I started working (at the local frozen yogurt shop) at the age of 13. I waited for tables, babysitting, and pieced jobs to cover the odds. All my life I’ve worked and saved where and when I could – but even that was a luxury – because most of the time it was about making ends meet and having enough to pay my rent and fill my car with gas.
I expect many of your constituents have their own version of that story. Maybe you too. The people of our country work incredibly hard, and yet the demand is soft; for a level playing field to realize their version of a common dream – which is fair, equal and right. Many of our economic systems are past their sell-by dates, and as you know, too many Americans are being forced to sell themselves short when it comes to what matters to them.
In June, my husband and I welcomed our second child. Like all parents, we were overjoyed. Like many parents, we were overwhelmed. Like fewer parents, we weren’t faced with the harsh realities of the first few critical months with our baby or going back to work. We knew we could take her home, and in that vital (and sacred) stage, dedicate anything and everything to our children and our family. We knew that that would mean we wouldn’t have to make impossible choices about childcare, work and medical care that so many have to make every day.
No family should be confronted with these decisions. No family should have to choose between earning a living and having the freedom to care for their child (or a loved one, or themselves, as we would see with an extended paid leave plan).
By taking care of your child, you care for your community and you care for your country – because when paid leave is a right, we create a foundation that helps address mental health outcomes, health care costs and economic strength at the start line. Instead, as it stands, we as a country spend a fortune on symptoms rather than causes. I understand that with everything going on these days, people may find it easy to be apathetic about what is happening in Washington DC. so high none of us can afford to let apathy win.

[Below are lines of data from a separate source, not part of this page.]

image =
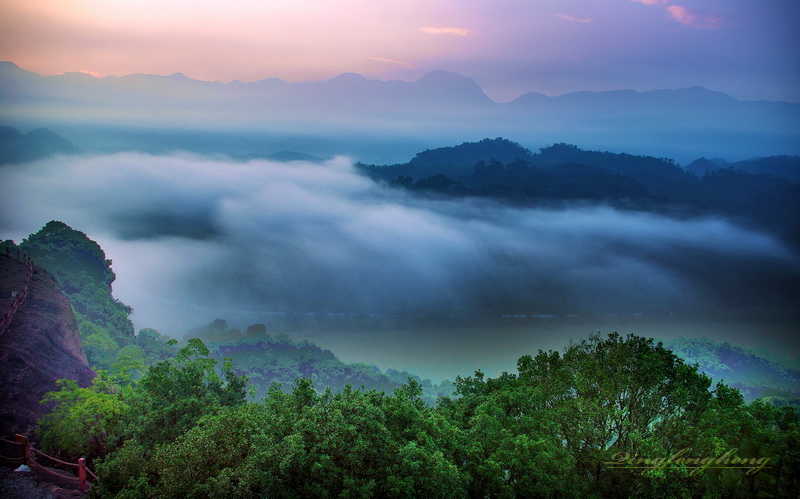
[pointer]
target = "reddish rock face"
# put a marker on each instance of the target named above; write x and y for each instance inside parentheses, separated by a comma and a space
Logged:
(40, 346)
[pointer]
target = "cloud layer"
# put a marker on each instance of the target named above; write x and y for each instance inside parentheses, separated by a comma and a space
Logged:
(196, 238)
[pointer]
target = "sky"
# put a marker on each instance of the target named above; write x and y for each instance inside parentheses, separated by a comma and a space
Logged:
(747, 48)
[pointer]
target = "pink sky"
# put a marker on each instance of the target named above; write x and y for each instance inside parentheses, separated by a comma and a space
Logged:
(746, 48)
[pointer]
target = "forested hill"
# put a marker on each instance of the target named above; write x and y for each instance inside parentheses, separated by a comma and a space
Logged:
(755, 374)
(502, 170)
(275, 358)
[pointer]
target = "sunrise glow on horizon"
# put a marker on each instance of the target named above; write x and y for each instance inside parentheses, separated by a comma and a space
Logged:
(747, 49)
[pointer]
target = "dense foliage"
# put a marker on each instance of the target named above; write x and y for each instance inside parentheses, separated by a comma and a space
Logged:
(85, 277)
(559, 427)
(754, 374)
(760, 192)
(265, 359)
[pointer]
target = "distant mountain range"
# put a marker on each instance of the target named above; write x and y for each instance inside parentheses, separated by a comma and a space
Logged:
(441, 107)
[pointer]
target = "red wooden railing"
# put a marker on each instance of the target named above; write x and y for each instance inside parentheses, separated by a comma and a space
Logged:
(28, 451)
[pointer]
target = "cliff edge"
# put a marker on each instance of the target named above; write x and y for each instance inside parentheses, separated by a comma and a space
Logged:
(40, 345)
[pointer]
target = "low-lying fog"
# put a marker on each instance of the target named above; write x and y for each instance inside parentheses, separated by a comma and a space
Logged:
(194, 238)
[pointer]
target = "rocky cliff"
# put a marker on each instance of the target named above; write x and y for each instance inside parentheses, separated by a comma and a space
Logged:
(40, 345)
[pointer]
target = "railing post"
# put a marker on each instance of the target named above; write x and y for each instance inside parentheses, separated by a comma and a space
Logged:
(26, 449)
(82, 473)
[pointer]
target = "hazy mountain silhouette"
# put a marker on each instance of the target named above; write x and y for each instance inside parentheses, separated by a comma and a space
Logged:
(439, 108)
(17, 147)
(503, 170)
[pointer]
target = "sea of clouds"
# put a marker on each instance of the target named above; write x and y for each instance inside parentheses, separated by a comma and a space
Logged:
(193, 238)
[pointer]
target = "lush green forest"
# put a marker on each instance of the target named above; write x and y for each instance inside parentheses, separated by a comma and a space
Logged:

I am writing to you on behalf of millions of American families who are using their voices to say that extended paid leave should not be a place to compromise or negotiate. In fact, most countries already have paid leave policies. Estonia, for example, offers more than a year and a half of leave for new parents. Many other countries have robust programs that give both parents (birth or adoption) months to be at home with their child. In stark contrast, the United States does not guarantee a single day of paid leave to any person. And less than one in four employees has paid family leave through their employer. I’m sure you’ll agree that if we want to remain exceptional, we can’t be an exception.
The families you represent need your strong leadership. With paid leave on the cusp of becoming a national reality, I trust you will meet this moment. I know you need to hear from your constituents about the choices they have to make every day to make ends meet and provide for their families.
Paid time off should be a state law, rather than a patchwork option limited to those whose employers have policies in place, or those who live in one of the few states that have a leave program. If we want to create a new era of family first, let’s make sure it includes a highly paid leave program for every American that is guaranteed, accessible, and encouraged without stigma or punishment.
I know how politically charged things can – and have – become. But this isn’t about right or left, it’s about right or wrong. This is about putting families above politics. And for a refreshing change, it’s something we can all agree on. At a time when everything feels so divisive, let this be a common goal that unites us.
So, on behalf of my family, Archie and Lili and Harry, thank you for considering this letter, and on behalf of all families, please ensure that this important moment is not lost.